おせちに使いそうな容器に、詰め込まれているのはいずれも最高食品っぽいやつばかり。金持ちの昼飯っていつもこんなのなのん?
「うふ。どうも料理人の興が乗ってしまったようで、旬の食材の中でも最高級のものを産地直送で調理したものです」
「普通に美味そうだな…」
昨日から本当四宮どうした。藤原に殺意を向けるわ、何故か高級弁当を持ってくるわ。今のお前、藤原以上のダークマター的存在だぞ。
「俺らも食うか」
「そうだな」
「ですね」
そんな彼女の弁当を見た俺達も、各々自分の昼飯を取り出す。今日もパンとマッカン。変わらない俺の昼飯。白銀や藤原も、なんら変わりない普通のお弁当だ。
「あっ、今日もタコさんウィンナーですか?」
「おう、定番だからな」
「そういう弁当って、決まってウィンナーとかだし巻き卵とか、家庭によって絶対欠かせない具材ってのはあるよな」
「それな。逆にいつもある具がない日って、何か違和感があったり、寂しかったりするんだよ」
「いいなぁいいなぁ。毎日タコさんウィンナーが入ってるなんて。タコさんウィンナーって可愛いし美味いし最強ですよ!」
「最強は言い過ぎじゃないか?」
「私にとっては最強なんです!」
「ハハハっ、分かった分かっ…」
「会長」
そんなやり取りを二人がしていると、横から謎の負のオーラを放つ四宮が白銀を呼ぶ。
一見、屈託のない笑みではあるが、謎の負のオーラが身体から溢れ出している。
「確か会長、牡蠣が好物でしたよね?」
いや怖ぇよ。負のオーラを放ちながら意味もなく高級食材を出されたら、俺なら逃げの一手を使う。こういう時の四宮は絶対何か企んでいるのだ。
それがきっと、昨日から続く藤原への殺意に直結するはずだ。
なんだ……何が原因だ。
昨日からあった出来事……俺がいない間に何かあったならお手上げだが、そうではなかった場合。
『会長、今日は手弁当ですか?』
『これでも料理には自信がある』
『いいなぁ〜、一口分けてくださいよ』
『このタコさんウィンナーも食べていいぞ』
既にあの時から、四宮は藤原に対して殺意を向けていた。その後、米と味噌汁の合わせ技を見せたものの、更に藤原に対して軽蔑度が上がった。
…まさか。
「そんな高級な物を譲られても、返せる物がない!」
四宮が牡蠣を白銀に譲ろうとするも、白銀ははっきり拒否する。その瞬間、四宮は思いっきり机に頭をぶつける。
「かぐやさん痛くない!?頭大丈夫!?」
なんか嫌味のように聞こえるのは俺の気のせいだろうか。
「…というより、なんですかそれ」
四宮は額を赤くしながら、藤原の弁当箱を指差す。
「あぁ、これですか?会長が私の分も作ってくれたんですよ」
「え」
「一人分も二人分も変わらんからな」
その瞬間、四宮の藤原への軽蔑度が再び上がる。もはや今すぐ殺しそうな勢いだ。
しかし、今ので多分分かった。
四宮はおそらく、白銀の作った弁当を食べたいのだろう。だから白銀が藤原におかずを譲った時、藤原を軽蔑するようになったんだ。牡蠣を白銀に譲ろうとしたのも、白銀の弁当のおかずと交換したかったんだろう。
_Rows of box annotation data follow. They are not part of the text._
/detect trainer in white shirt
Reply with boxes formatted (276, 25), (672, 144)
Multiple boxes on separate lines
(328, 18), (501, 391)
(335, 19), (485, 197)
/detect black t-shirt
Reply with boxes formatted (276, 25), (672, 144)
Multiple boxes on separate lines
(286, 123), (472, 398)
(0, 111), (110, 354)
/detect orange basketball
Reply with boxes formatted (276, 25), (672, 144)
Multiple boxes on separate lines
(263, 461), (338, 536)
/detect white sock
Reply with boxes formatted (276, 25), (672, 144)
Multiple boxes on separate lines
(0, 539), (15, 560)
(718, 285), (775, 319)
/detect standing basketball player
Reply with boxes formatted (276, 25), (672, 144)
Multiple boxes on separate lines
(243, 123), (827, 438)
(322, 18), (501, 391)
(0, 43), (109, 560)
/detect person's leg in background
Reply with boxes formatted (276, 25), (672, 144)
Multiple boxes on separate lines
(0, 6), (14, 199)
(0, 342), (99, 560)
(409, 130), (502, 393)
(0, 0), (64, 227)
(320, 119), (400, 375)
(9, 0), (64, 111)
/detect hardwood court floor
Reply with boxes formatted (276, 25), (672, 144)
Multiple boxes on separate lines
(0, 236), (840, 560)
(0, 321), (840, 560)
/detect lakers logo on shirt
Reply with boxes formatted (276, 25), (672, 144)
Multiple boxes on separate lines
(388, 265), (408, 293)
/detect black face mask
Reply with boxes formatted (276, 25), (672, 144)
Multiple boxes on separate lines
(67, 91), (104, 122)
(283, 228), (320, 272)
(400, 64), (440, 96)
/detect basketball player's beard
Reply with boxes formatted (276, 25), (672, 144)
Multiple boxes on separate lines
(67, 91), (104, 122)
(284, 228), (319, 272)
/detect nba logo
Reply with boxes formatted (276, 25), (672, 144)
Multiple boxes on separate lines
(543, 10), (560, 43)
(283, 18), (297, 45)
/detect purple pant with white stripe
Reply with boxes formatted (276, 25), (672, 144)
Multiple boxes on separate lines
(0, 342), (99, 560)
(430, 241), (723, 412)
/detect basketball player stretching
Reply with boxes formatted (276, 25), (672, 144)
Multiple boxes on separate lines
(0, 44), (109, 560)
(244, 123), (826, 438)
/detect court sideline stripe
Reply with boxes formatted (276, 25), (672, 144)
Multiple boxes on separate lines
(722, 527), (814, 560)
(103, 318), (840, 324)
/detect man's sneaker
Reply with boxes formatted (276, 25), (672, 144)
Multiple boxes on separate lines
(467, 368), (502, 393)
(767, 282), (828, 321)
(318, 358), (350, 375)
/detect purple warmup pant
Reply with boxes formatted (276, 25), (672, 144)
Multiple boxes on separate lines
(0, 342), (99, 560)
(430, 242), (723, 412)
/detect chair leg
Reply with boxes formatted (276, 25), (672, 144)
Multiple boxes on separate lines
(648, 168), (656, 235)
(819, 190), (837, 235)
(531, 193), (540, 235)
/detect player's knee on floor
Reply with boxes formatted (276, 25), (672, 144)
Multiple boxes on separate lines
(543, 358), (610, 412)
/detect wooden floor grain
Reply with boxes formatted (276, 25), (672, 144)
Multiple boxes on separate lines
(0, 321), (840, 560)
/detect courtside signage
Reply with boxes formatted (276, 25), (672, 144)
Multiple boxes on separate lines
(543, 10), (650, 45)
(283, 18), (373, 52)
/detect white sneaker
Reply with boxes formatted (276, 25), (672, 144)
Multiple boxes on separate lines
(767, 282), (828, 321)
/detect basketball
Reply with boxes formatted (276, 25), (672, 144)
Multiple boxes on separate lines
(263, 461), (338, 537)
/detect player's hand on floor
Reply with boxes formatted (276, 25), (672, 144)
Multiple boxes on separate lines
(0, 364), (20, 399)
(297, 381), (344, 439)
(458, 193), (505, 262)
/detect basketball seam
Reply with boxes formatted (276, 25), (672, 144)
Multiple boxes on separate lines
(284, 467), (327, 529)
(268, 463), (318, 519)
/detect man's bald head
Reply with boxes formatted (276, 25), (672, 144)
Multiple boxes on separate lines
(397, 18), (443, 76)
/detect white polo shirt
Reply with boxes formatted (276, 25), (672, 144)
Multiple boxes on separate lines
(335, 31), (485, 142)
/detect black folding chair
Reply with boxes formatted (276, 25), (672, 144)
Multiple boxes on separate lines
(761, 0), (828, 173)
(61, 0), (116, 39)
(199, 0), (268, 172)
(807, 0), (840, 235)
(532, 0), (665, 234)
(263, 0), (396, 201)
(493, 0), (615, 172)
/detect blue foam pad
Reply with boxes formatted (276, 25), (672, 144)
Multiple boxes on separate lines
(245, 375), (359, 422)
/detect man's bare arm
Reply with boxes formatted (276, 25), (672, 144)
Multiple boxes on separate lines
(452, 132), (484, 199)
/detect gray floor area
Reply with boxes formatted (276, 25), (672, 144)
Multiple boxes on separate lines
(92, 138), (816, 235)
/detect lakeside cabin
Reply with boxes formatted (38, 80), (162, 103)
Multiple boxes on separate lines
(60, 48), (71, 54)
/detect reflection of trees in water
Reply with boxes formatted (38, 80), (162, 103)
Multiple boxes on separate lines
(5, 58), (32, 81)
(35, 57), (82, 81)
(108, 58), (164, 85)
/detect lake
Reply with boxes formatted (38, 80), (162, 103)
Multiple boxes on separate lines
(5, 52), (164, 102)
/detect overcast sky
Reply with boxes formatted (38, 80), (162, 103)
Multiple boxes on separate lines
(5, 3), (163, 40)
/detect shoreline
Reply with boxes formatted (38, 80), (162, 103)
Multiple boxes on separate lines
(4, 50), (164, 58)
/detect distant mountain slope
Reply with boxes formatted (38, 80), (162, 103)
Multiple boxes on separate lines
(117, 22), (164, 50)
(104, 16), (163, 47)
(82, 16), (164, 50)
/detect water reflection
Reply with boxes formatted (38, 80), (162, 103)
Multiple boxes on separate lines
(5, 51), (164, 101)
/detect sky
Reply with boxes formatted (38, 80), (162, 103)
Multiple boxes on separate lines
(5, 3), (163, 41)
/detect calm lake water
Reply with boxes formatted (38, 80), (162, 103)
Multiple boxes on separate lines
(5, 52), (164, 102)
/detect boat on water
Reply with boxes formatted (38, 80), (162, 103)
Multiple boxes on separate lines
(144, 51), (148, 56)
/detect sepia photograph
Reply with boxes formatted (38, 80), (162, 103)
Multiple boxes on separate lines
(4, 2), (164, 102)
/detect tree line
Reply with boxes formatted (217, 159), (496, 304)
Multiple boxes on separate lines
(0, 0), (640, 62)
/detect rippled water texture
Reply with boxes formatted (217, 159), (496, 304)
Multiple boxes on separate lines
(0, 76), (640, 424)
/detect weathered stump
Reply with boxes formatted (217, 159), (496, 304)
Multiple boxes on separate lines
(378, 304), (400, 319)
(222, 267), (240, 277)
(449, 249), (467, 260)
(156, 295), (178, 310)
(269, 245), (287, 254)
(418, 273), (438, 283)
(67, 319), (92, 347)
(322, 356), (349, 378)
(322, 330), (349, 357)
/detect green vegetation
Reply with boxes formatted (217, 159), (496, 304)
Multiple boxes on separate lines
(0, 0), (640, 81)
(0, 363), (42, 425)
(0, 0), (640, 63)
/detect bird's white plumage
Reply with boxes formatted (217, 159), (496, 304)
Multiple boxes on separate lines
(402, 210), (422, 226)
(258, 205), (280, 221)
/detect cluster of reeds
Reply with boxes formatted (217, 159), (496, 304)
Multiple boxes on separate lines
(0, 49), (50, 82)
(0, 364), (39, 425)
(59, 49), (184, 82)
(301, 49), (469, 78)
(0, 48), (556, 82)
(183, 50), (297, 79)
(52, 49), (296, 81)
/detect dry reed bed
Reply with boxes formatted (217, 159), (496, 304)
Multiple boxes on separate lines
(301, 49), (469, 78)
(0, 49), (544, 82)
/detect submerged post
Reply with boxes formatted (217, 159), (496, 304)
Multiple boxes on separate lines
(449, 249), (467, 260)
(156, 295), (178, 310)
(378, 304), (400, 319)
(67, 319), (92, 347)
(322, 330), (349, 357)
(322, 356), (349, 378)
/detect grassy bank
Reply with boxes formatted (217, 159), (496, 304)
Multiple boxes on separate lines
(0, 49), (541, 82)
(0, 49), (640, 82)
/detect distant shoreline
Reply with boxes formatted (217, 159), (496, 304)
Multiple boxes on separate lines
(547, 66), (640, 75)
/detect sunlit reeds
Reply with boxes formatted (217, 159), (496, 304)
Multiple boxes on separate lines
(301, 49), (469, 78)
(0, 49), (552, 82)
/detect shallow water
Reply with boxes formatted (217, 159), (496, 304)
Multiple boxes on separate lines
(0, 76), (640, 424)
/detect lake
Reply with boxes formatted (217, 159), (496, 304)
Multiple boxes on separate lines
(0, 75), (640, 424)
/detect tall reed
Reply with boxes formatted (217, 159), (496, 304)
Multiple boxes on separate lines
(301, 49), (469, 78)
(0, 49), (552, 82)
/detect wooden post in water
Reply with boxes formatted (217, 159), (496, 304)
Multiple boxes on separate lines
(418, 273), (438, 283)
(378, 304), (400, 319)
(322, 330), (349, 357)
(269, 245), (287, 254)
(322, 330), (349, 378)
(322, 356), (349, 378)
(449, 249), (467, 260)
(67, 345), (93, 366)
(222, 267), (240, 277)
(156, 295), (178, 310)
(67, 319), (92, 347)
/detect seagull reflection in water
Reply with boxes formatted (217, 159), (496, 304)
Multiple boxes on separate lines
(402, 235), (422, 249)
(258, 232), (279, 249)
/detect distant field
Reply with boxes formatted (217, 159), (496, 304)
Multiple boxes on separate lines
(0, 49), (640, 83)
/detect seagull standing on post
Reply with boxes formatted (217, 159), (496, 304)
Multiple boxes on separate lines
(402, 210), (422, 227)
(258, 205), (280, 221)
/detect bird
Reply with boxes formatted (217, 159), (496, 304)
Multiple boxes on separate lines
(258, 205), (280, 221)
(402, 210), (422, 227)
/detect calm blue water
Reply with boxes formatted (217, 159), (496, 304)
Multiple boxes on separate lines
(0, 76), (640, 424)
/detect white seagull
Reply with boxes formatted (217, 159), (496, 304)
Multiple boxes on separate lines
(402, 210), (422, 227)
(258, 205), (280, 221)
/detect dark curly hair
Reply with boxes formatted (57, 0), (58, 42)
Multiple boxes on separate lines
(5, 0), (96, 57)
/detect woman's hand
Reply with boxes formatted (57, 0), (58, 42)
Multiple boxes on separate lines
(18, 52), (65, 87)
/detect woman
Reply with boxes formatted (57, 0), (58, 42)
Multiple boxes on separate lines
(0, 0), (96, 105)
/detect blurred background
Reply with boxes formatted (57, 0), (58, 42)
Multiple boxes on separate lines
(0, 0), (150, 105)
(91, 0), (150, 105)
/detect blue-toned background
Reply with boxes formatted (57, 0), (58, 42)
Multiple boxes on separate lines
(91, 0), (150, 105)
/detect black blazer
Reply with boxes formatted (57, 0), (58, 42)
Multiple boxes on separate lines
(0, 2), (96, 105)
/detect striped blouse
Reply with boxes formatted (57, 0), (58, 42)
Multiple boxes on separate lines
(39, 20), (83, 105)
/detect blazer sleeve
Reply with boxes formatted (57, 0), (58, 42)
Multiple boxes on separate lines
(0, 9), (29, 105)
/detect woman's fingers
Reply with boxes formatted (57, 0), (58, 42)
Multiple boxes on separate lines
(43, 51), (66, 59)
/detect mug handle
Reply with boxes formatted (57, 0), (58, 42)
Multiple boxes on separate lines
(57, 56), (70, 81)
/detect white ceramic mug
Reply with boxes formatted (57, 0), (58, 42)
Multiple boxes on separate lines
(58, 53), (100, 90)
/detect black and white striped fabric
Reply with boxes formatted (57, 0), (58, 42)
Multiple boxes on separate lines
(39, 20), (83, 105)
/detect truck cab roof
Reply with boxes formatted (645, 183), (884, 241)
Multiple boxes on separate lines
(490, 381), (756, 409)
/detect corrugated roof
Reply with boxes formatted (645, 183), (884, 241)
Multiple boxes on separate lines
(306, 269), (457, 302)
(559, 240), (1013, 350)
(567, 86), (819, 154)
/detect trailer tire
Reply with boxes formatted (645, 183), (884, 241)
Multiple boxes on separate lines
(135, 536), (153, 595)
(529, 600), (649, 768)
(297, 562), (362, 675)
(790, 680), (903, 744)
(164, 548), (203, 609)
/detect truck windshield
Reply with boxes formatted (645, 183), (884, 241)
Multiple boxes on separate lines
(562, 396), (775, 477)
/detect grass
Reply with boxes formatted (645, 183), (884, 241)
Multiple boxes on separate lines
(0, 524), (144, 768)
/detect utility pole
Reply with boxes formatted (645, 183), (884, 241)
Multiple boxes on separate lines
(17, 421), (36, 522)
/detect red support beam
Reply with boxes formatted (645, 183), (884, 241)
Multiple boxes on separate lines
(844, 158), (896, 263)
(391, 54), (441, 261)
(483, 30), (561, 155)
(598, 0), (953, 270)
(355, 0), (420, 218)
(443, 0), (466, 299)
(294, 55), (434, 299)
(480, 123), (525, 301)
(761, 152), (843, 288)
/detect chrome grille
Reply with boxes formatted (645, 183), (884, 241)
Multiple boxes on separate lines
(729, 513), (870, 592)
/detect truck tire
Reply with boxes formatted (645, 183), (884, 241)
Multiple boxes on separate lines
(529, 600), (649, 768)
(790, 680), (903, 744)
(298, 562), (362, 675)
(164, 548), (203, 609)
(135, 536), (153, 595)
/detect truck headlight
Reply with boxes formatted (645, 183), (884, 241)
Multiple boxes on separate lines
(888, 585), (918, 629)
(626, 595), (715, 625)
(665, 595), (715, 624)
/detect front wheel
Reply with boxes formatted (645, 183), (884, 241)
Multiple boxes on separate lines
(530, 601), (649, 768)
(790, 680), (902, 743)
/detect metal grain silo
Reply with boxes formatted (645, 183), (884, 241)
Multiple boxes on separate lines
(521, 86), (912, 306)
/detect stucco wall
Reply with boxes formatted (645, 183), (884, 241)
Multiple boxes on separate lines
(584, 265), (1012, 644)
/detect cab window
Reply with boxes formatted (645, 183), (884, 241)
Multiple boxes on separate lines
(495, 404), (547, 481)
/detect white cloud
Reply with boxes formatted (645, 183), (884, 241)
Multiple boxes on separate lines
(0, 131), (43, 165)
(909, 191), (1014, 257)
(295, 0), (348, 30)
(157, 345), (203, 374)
今こうやって藤原に殺意を向けているのは、白銀が藤原に弁当を作ってきたという事実に対して、嫉妬しているのだ。
四宮ってもしかしてヤンデレ属性?
問題は、白銀がそれに気づいているかなのだが。
「(四宮が暗殺者のような目をしている!?)」
あっこれ気づいてねぇな。ていうか気づいていたなら、白銀のことだから遠慮なくあげそうなもんだが。
「しまった!今日は部活練の会合の日ではないか!急いで食べないと!」
白銀はマッハの如くスピードで弁当を平らげる。そして平らげた白銀は急いで生徒会室を後にする。
「…藤原」
「はい?」
「そのタコさんウィンナー、ちょっとくれ」
「へ?いいですけど……」
俺は爪楊枝が刺さったタコさんウィンナーを摘み持ち、それを跪いた四宮に渡そうとする。
「こ、これは…」
「…タコさんウィンナーだ。あれだけアピってりゃなんとなく分かる。ほれ」
四宮はタコさんウィンナーを受け取り、それをパクッと含む。
「…そろそろ教室に戻るわ。四宮と一緒に食っててくれ」
「分かりました!かぐやさん、お昼食べましょ!もう一つ、タコさんウィンナーあげますよ!」
俺は生徒会室を出ていき、自分の教室への廊下をゆっくり歩いていく。なんであの二人は頭がいいのに、あんなクソ面倒なやつらなんだろうか。
「…ハッ」
まぁ、面倒な性格してるのは互い様だな。